Andrian Gjurra, 32, from Barnsley, and Bogdan Mandita, 37, from Rotherham, were stopped on the A19 in North Yorkshire as they travelled from Sunderland to Sheffield with 14 ‘large bags’ of the Class B drug.

Prosecutor Kelly Clarke said that two traffic officers were on patrol near Thirsk when they stopped the car on the southbound carriageway at about 6pm on May 17.

Mandita was the driver and Gjurra was in the passenger seat, she added.

Police found 14 ‘large bags’ of cannabis inside the vehicle.

The bags contained 1,300g of cannabis - worth between £40,000 and £90,000 if sold on the street.

Mandita told police he was a taxi driver, but Ms Clarke said it wasn’t clear if a fare had been paid.

Both men ultimately admitted transporting the drugs or being concerned in the supply of cannabis.

They appeared for sentence via video link last week after being remanded in custody since their arrest.

Ms Clarke said the two men would have been trusted by criminals further up the drug chain to courier the drugs from the North-East to South Yorkshire.

Barrister Benjamin Bell, for Mandita, said: “He understands that he’s done wrong.”

Gjurra’s solicitor advocate said his client and Mandita had spent five months on remand, the equivalent of a ten-month jail sentence.
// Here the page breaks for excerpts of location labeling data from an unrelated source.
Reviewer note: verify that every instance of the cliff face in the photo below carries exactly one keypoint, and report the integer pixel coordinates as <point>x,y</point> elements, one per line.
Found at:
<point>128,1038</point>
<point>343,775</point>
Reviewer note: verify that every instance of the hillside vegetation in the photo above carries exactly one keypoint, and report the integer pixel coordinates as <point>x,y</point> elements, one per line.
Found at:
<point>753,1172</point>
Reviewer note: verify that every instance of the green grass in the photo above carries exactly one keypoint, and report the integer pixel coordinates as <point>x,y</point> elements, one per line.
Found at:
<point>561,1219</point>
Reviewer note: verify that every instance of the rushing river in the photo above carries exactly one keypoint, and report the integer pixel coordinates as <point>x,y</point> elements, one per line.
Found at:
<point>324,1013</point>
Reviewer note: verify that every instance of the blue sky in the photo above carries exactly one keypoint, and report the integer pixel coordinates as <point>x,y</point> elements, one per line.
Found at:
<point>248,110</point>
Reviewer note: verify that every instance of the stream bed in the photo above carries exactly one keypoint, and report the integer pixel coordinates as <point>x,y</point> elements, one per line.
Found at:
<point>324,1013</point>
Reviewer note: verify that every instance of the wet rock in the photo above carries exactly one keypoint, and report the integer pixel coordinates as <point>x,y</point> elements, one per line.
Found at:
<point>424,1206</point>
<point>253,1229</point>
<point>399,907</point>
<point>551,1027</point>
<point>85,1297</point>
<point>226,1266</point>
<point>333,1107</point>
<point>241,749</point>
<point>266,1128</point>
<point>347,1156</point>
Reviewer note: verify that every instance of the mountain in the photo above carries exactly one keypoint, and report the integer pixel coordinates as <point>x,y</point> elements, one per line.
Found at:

Recorder Dafydd Enoch KC said that because the two men had been trusted by their criminal overlords to transport such a huge amount of drugs, it meant they had both played a ‘significant’ role in the enterprise.

But he told the defendants he had to ‘approach your sentence with a degree of common sense and practicality’.

Mr Enoch said that current sentencing guidelines for drug couriering meant that both men must be given prison terms of less than a year and because they had spent the equivalent of ten months on remand, the sentence he intended to pass would trigger their immediate release from custody.

Mandita was given a seven-month jail sentence and Gjurra, of Shambles Street, Barnsley, received a six-month prison term.

Mr Enoch told them: “These sentences will allow your immediate release unless there are any immigration issues, and I don’t understand there will be any.”